Chaucer would have meant blackthorn (or maybe hawthorn) in this case. Generally, "Rys" means twiggy, bushy, brushy material. The nearest one-word translation might be "spray" but that's itself a little bit old-fashioned now.

"Ris", "rys" or "rice" is a word that was common in Middle English but sadly has dropped out of standard modern English completely, though it still survives in some rural usage e.g. in parts of Scotland and the Orkneys.

In Swedish it's still a widely used word, reflecting a nation with much closer links to the forest. It's used in a great many contexts but perhaps especially about such very common sub-shrubs as bilberry, ling and dwarf-birch.

(In southern England the word survived longest when it was transferred to agricultural practices, for example to talk about the dry haulms of beans.)

Middle English Dictionaryrī̆s (n.(1)

Oxford English Dictionary, RICE, n.1  (Sign in with your library card to view)

Svenska Akademiens Ordbok, RIS, sb1

Definition 2 here is "grenvärk (på träd eller buske eller buskliknande växt) med många, jämförelsevis korta, mer eller mindre hopgyttrade grenar eller kvistar (stundom om själva grenvärket med bortseende från löv, blommor o. knoppar)" . Essentially this means: "stem-work (of tree, bush or bushlike plant) with many, relatively short, more or less agglomerated stems or nodes (sometimes the stem-work itself, setting aside leaves, flowers and buds).

This is helpful but it suggests the precision of a botanical description. "Ris" is a proper country word, invented by people who work with nature rather than make analyses of it.

"Risig" is typically used to comment on land that is difficult to walk on because covered in tough springy sub-shrubs.

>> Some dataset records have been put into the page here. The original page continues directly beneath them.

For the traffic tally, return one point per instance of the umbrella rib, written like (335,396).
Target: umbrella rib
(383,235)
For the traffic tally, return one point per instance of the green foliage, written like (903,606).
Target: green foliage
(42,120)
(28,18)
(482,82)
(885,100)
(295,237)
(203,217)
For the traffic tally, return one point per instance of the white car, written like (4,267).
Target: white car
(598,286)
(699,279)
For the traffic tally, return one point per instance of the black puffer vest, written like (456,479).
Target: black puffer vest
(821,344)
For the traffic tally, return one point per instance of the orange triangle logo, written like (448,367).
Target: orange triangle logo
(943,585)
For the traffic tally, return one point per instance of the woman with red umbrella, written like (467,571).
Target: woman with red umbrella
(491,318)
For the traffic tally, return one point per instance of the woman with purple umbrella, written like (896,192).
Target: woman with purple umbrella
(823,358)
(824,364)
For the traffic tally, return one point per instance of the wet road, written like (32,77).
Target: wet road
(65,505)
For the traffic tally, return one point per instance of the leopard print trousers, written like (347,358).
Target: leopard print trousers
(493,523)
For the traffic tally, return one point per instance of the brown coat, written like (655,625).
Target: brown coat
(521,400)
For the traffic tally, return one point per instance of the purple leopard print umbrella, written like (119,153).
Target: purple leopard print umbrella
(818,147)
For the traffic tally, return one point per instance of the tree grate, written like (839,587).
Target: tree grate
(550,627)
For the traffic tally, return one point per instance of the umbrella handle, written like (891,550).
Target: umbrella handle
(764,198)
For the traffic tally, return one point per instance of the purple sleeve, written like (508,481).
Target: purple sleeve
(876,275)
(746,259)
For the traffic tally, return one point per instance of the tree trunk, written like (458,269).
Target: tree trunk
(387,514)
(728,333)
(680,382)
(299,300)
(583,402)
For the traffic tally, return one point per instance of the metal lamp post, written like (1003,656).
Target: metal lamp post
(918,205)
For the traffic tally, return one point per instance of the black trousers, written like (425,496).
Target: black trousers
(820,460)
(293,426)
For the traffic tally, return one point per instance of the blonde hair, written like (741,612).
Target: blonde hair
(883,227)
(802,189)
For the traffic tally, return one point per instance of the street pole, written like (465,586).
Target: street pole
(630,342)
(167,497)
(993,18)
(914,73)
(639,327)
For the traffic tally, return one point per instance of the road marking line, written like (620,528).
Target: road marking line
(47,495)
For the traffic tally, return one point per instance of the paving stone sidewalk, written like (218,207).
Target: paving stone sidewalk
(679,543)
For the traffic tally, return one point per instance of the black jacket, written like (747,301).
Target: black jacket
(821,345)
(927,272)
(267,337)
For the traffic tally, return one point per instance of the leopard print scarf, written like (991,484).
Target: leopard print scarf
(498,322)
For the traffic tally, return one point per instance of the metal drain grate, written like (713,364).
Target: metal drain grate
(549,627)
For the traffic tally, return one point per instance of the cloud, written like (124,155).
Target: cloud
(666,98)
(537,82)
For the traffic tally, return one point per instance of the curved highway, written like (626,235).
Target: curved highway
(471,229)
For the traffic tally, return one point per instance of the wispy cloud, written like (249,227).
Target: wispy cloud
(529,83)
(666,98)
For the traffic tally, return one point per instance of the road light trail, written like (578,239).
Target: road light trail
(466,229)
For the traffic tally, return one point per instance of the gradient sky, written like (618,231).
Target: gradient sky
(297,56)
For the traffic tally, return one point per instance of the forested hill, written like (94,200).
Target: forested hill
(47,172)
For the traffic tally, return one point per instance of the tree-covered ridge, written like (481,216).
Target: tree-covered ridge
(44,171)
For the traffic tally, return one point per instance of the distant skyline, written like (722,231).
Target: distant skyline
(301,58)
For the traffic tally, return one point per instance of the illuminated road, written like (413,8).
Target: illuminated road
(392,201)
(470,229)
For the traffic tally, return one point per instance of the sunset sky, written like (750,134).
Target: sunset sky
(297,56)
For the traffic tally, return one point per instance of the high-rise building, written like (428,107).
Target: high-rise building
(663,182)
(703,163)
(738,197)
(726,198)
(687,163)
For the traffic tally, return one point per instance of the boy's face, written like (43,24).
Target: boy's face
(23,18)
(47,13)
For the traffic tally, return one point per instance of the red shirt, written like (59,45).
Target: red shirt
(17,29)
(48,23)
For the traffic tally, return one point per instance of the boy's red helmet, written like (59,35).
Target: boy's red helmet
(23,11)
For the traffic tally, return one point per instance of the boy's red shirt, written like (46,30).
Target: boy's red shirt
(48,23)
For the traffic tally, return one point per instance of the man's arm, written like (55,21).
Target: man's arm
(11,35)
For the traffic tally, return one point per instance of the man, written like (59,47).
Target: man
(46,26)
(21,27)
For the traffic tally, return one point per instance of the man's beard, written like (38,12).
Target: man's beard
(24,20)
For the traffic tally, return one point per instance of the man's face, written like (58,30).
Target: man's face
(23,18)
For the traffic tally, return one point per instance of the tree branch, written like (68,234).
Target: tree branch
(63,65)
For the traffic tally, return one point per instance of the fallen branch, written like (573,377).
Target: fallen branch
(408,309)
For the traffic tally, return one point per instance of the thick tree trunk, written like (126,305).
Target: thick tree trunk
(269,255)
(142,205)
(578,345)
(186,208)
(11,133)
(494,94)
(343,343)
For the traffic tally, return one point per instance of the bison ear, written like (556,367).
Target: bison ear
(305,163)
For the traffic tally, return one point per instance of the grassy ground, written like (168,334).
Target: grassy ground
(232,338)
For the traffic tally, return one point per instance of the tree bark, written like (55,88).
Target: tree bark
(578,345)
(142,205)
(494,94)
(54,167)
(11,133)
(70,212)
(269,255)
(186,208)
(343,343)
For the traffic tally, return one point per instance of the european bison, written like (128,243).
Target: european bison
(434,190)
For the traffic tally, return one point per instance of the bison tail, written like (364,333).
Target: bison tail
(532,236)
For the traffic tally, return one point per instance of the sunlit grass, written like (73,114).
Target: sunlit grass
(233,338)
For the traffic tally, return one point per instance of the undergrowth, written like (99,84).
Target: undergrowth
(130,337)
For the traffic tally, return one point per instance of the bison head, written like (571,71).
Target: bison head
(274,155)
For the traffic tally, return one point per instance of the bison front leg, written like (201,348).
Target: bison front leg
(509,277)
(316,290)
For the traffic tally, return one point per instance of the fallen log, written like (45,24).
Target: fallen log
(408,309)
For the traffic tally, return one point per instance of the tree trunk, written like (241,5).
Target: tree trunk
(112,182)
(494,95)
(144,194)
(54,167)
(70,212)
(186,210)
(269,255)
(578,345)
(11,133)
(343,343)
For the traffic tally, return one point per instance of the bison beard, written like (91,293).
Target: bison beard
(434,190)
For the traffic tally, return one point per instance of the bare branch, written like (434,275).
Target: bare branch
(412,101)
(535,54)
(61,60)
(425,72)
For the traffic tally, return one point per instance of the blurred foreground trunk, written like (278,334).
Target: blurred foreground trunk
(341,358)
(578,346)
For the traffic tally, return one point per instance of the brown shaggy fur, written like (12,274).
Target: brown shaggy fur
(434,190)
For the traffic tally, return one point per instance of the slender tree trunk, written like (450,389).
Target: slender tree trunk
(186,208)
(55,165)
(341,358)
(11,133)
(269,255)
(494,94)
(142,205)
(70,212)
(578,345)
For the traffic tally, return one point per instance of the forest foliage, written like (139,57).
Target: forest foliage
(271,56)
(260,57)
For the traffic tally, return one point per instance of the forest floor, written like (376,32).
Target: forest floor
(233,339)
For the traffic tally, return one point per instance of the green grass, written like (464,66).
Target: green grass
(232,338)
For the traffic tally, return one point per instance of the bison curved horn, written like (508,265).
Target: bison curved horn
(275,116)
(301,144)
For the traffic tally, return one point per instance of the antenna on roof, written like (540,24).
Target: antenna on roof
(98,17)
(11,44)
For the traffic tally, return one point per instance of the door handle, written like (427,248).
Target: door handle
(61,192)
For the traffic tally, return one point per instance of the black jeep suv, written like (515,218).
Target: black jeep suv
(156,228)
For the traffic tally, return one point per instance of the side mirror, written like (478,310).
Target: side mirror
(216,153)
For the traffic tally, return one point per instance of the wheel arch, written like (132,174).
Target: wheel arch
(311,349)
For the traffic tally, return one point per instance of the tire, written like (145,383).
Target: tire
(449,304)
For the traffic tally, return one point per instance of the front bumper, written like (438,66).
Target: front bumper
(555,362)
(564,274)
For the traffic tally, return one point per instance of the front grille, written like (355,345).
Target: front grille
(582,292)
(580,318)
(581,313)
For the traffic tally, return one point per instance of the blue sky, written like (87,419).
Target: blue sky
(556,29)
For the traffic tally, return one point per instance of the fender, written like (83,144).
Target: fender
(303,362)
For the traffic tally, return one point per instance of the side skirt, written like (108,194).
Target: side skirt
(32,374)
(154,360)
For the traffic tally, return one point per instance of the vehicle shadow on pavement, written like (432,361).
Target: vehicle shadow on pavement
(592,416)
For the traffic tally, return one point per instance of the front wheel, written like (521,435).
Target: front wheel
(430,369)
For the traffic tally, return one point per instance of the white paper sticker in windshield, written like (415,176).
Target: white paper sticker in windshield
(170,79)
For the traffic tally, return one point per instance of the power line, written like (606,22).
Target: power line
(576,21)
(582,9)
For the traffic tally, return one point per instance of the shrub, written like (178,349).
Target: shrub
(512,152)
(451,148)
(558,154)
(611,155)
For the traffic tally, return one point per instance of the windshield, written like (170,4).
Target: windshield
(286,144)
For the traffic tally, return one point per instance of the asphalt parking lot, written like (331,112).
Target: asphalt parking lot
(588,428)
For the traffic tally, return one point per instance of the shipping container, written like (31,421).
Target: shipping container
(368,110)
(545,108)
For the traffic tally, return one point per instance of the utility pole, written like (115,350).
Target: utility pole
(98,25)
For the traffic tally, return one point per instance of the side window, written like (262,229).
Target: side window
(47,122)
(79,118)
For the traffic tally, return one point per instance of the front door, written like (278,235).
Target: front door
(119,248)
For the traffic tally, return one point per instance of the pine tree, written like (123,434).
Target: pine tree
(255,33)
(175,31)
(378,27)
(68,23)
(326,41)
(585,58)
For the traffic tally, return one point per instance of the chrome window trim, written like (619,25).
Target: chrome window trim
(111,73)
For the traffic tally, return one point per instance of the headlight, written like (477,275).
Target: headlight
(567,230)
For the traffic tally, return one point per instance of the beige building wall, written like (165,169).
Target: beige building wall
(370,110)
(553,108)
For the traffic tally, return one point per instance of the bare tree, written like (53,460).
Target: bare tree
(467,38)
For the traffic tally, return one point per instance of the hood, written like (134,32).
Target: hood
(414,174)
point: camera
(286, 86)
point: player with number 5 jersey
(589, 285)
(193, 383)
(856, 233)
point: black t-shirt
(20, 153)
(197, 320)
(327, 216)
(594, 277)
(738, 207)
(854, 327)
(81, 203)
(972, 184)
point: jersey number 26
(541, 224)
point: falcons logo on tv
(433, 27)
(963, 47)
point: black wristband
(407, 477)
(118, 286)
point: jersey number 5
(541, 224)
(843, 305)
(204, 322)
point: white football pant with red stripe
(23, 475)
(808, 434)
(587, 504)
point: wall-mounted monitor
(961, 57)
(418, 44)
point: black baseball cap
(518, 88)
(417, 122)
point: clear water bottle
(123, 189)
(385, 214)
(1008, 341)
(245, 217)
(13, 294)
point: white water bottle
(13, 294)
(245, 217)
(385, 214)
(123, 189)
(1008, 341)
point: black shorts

But when I mentioned the word to my mum, the first thought that came to her was "Var snäll, eller smakar riset!" ("Be good, or taste the ris!"). My grandmother always kept a bilberry "ris" on the shelf that surrounded the hood above the kitchen stove (a place where you also kept boxes of matches and where you could dry cloths). It was a mainly symbolic instrument of chastisement, more commonly used for sundry domestic whiskings.  


In both languages the word is homonymous with the word for one of the world's most important foodgrains. But "rice" in the latter sense derives from OF or Latin ("risa"), ultimately via Greek with analogues in Sanskrit and Dravidian. Whereas the spriggy word that I'm talking about here derives from common old Germanic (OE/ON "hris").